Ce qui ne veut pas dire non plus que, pour augmenter encore et toujours les profits, il faille dévoyer l'entreprise, seul vecteur des créations d'emplois dans l'économie de marché. Les « bulles » financières, comme celle du Japon, dont l'explosion a fait des ravages pendant une décennie - et ce n'est pas fini - ou celle Wall Street dans le domaine des nouvelles technologies, qui a amorcé le ralentissement actuel de la croissance, ont largement démontré que le marché a besoin d'être encadré. Or il existe un arsenal de lois et de réglements qui n'ont pas été respectés. Le scandale d'Enron, parmi d'autres, a plongé l'entreprise dans la faillite ; mais le plus grave, c'est que la ville de Houston est sinistrée, à cause du chômage, et que les employés de la firme ont perdu leur retraite pendant que leurs dirigeants emplissaient leurs poches en vendant leurs stock-options juste avant d'annoncer le désastre.
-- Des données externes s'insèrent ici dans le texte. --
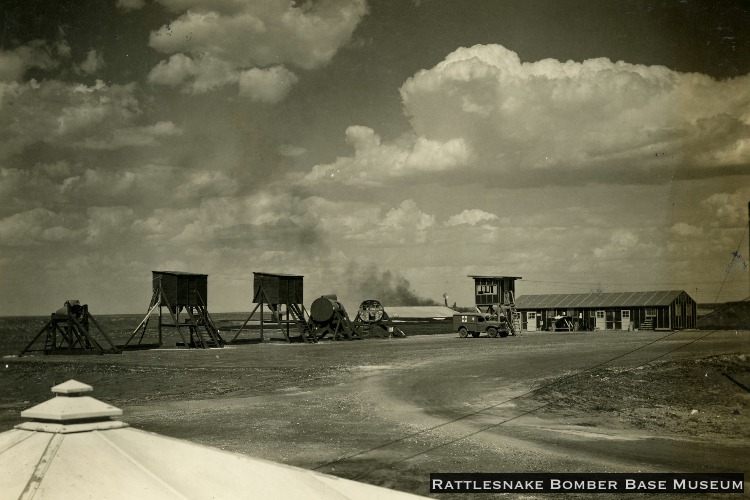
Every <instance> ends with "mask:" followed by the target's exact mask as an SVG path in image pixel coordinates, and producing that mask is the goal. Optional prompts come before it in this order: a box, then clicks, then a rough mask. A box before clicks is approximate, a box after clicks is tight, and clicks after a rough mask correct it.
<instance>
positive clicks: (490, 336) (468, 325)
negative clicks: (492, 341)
mask: <svg viewBox="0 0 750 500" xmlns="http://www.w3.org/2000/svg"><path fill="white" fill-rule="evenodd" d="M453 328H455V329H456V330H457V331H458V335H459V337H461V338H466V337H468V336H469V334H471V336H472V337H474V338H477V337H479V336H480V335H481V334H482V333H486V334H487V336H488V337H493V338H494V337H497V336H498V335H499V336H500V337H507V336H508V333H509V332H510V326H509V325H508V322H507V321H505V318H504V317H500V318H498V317H495V316H490V315H488V314H485V313H460V314H454V315H453Z"/></svg>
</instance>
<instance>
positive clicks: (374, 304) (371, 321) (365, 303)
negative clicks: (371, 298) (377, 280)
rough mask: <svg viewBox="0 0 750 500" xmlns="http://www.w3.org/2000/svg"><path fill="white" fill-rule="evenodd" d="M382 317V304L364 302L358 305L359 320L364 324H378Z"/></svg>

Le crime économique doit être châtié, et sévèrement.
Certes, on est en droit de dire qu'un système aussi vulnérable aux tentations de la fraude est condamnable, et doit disparaître. Mais en réalité, il ne devient pervers que lorsqu'il contourne la loi. Une exigence de transparence absolue demeure donc indispensable si l'économie de marché veut être crédible.

Ce qu'il fallait dire à New York

C'est ce que les financiers et patrons réunis au Forum de New York auraient dû dire. C'est le message qu'ils auraient dû envoyer à Porto Alegre. C'est d'ailleurs ce qu'ils n'ont pas manqué de faire savoir aux Japonais, bloqués dans une crise de plus dix ans parce qu'ils refusent de contraindre les banques à classer dans la colonne des passifs des prêts qui ne leur seront jamais remboursés.
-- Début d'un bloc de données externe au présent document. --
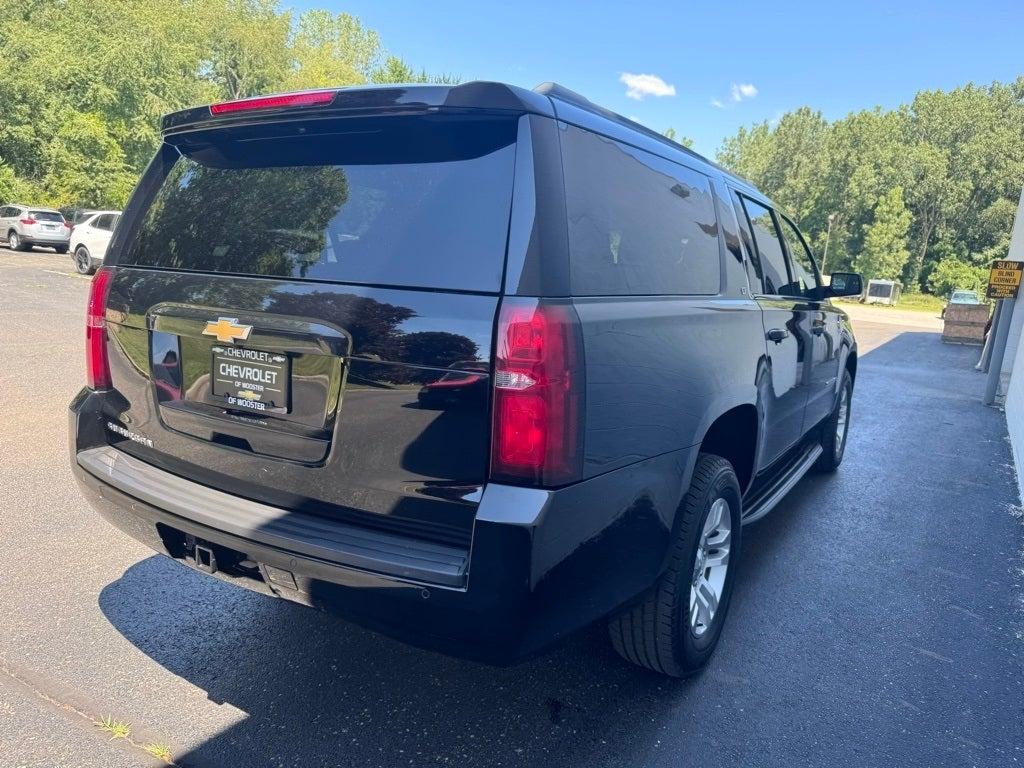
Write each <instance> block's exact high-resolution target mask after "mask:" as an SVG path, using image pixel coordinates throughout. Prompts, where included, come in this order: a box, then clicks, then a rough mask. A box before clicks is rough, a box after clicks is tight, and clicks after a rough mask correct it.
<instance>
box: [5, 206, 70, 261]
mask: <svg viewBox="0 0 1024 768" xmlns="http://www.w3.org/2000/svg"><path fill="white" fill-rule="evenodd" d="M70 232H71V224H69V223H68V222H67V221H65V217H63V214H61V213H60V211H55V210H53V209H52V208H33V207H32V206H24V205H18V204H12V205H9V206H3V207H2V208H0V237H2V238H3V239H4V240H6V241H7V247H8V248H9V249H10V250H12V251H31V250H32V248H33V246H42V247H43V248H53V249H54V250H56V252H57V253H68V238H69V236H70Z"/></svg>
Les participants au Forum auraient dû rappeler que, comme en politique, il n'existe pas de système parfait mais que, sur le long terme, et si l'on tient compte des expériences accumulées, l'économie de marché est créatrice de richesses et peut aussi profiter à l'ensemble des couches sociales. Alors que toutes les références historiques indiquent que l'économie dirigée conduit à l'apparition des nomenklaturas, à l'appauvrissement du peuple, à la révolte paysanne, puis à la soumission des paysans, et bientôt, au crime politique.
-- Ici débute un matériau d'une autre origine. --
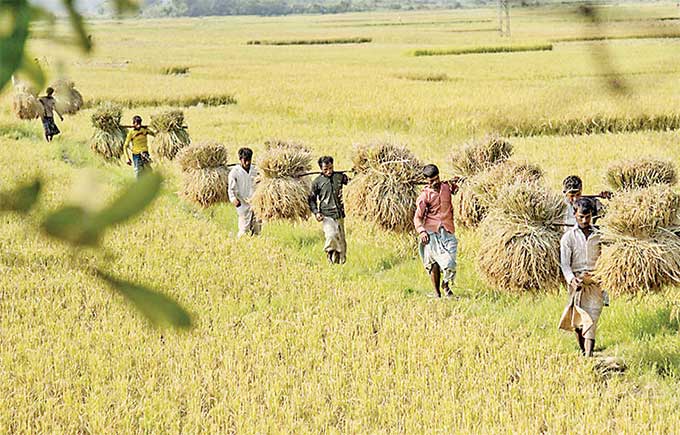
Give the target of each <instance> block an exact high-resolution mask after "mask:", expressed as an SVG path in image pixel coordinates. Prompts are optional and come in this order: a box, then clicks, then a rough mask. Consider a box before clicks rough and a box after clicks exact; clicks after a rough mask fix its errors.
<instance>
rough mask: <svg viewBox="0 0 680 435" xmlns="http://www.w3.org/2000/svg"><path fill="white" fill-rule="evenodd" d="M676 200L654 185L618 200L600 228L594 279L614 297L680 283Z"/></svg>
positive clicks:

Les excités de Porto Alegre auxquels la gauche française a rendu hommage sont souvent sincères. Ils veulent se démarquer des casseurs qui ont mis à sac Seattle et Gênes. Ils n'en sont pas moins un million de Robespierre prêts à instituer la Terreur pour le bien de la Révolution. Il y a dans leur pensée et dans leur action tous les ingrédients d'une révolte sociale que paieront les plus pauvres et non pas, comme ils le croient par ignorance, les plus riches.